Dear Autism Daddy,
First, let me say that I have been a fan of your blog for a very long time. I’ve found the information you’ve offered very helpful and your personal experiences very relatable and refreshing. It’s wonderful and validating to hear someone who will articulate the things that you experience when other people won’t because they are ashamed to feel that way, or scared of the backlash. Yes, it is safe to say that you and your wife inspire me with your bravery and candidness.
But a while back, I came across “The Autism Daddy Religious Manifesto.” As you may have noticed, my blog is dedicated to the inherent blessings or “gifts” of autism, so this post threatened to undermine my entire existence. Not really. 🙂
But it did make me want to write to you.
The first thing I wanted to tell you is that you’re right. The idea that “God never gives us more than we can handle” is a load of you-know-what. People of faith often quote that in times of trial as if it’s in the Bible, but it’s not. The narrative of the Bible is that God most definitely does give people more than they can handle, because it is in our weakness that His strength is made known – it’s when we come to the end of ourselves that we seek Him, and it’s therein that we can find the gifts that autism gives us.
That’s where we are blessed. Blessed by not taking things for granted, by having clearer focus on the things of this life that truly matter, by seeing up close a grace and generosity that restores your faith in humanity, and by developing a new perspective of the world that allows you to see things through a lens of sensitivity. Gifts of character and compassion – and those are all very good gifts.
I know what you’re thinking. You’d gladly give those gifts up for King Kyle to have a normal life – for him to grow up and have a job and a family and a mortgage. I’ll be honest. Me too. But these are the gifts we’ve been given, and they are valuable beyond measure, whether or not they are the ones we would have chosen for ourselves.
You also mentioned that Kyle is a gift, but autism is not. I have to admit that I can’t separate the two. Once upon a time I could. Back when Luke was two and he had just regressed into the boy I know and love today, I saw Luke and his autism as two separate entities, but I don’t anymore. Back then I was mourning the child I thought I would have and trying to reconcile it with the child that God had actually given me. But now I’ve realized that autism is inextricably a part of Luke.
If tomorrow I were to wake up, and Luke’s autism was completely gone, and he were miraculously healed, I’m sure I would rejoice, but then I wonder if as days and weeks went on I wouldn’t start to miss the child that I have loved and nurtured for the past seven years. Would it be bittersweet? Would I weep for that child just as I wept for the child I believed him to be the day he was born? I think I would. Because Luke without autism, just like Kyle without autism, is a completely different person than the one I have loved everyday until now.
I also wonder if Luke would be happier. For all of his tantrums and quirkiness, I have to say that I think Luke is very content in life. There are many things I want for him. I typically call it the “easier” life that comes with being “normal,” but it dawned on me the other day that I don’t know very many normal people that consider their lives easy. So, maybe normal isn’t all it’s cracked up to be.

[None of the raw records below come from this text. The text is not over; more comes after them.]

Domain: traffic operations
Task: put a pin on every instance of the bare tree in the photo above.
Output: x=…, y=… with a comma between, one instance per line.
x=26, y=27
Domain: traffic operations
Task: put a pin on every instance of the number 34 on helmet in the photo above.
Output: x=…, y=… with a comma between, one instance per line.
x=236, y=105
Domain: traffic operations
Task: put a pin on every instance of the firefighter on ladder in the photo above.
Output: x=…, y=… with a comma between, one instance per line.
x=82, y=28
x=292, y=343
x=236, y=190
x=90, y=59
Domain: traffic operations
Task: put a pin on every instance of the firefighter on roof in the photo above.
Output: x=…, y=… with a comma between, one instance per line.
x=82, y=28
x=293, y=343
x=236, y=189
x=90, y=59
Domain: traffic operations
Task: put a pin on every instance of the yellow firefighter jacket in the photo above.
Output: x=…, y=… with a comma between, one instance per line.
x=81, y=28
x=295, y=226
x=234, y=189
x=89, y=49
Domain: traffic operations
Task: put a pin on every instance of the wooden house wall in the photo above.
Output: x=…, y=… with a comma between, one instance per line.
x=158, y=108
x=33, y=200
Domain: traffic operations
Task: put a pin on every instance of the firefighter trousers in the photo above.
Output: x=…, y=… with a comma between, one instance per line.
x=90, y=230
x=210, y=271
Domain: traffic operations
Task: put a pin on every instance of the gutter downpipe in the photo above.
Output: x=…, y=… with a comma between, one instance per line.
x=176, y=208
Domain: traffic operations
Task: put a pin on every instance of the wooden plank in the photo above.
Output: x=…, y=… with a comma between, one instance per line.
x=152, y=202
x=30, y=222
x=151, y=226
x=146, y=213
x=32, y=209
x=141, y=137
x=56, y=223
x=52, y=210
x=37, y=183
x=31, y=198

I also agree that I can’t fathom why God chose to give my boy a disability, but there are a great many things that I can’t fathom about God. I can’t fathom a being that is infinite, and who has complete control over all things. My pastor, Tom, recently gave an analogy in one of his sermons that summed it up in a way that was particularly personal to me. He likened each life to a puzzle piece in a grand picture that God is painting. A single puzzle piece may look like a mess of utter nonsense, until it is seen in the bigger picture. I have to believe that one day, when I reach Heaven, I will see how Luke’s piece fit, and agree with God that it was good and beautiful.
Autism Daddy, my faith does help me cope with the day to day trials I face with my sweet, silent boy. It helps me cope because it tells me that a day is coming when Luke will no longer struggle – when he will speak and his mind will be whole. If someone told you, with 100% certainty, that one day King Kyle would do and be everything you ever dreamed and even more, would it matter to you if you needed to wrestle with autism for a few decades more? No. You would do so and you would do so joyfully, because healing and victory were certain. That is what my faith gives me. I am assured that one day and for all eternity Luke and I will be together and that he will be perfectly healthy, happy and whole.
This is what I wish for you, the King, and your wife as well. I’m praying for you, my fellow comrade in the trenches of autism. Hang in there.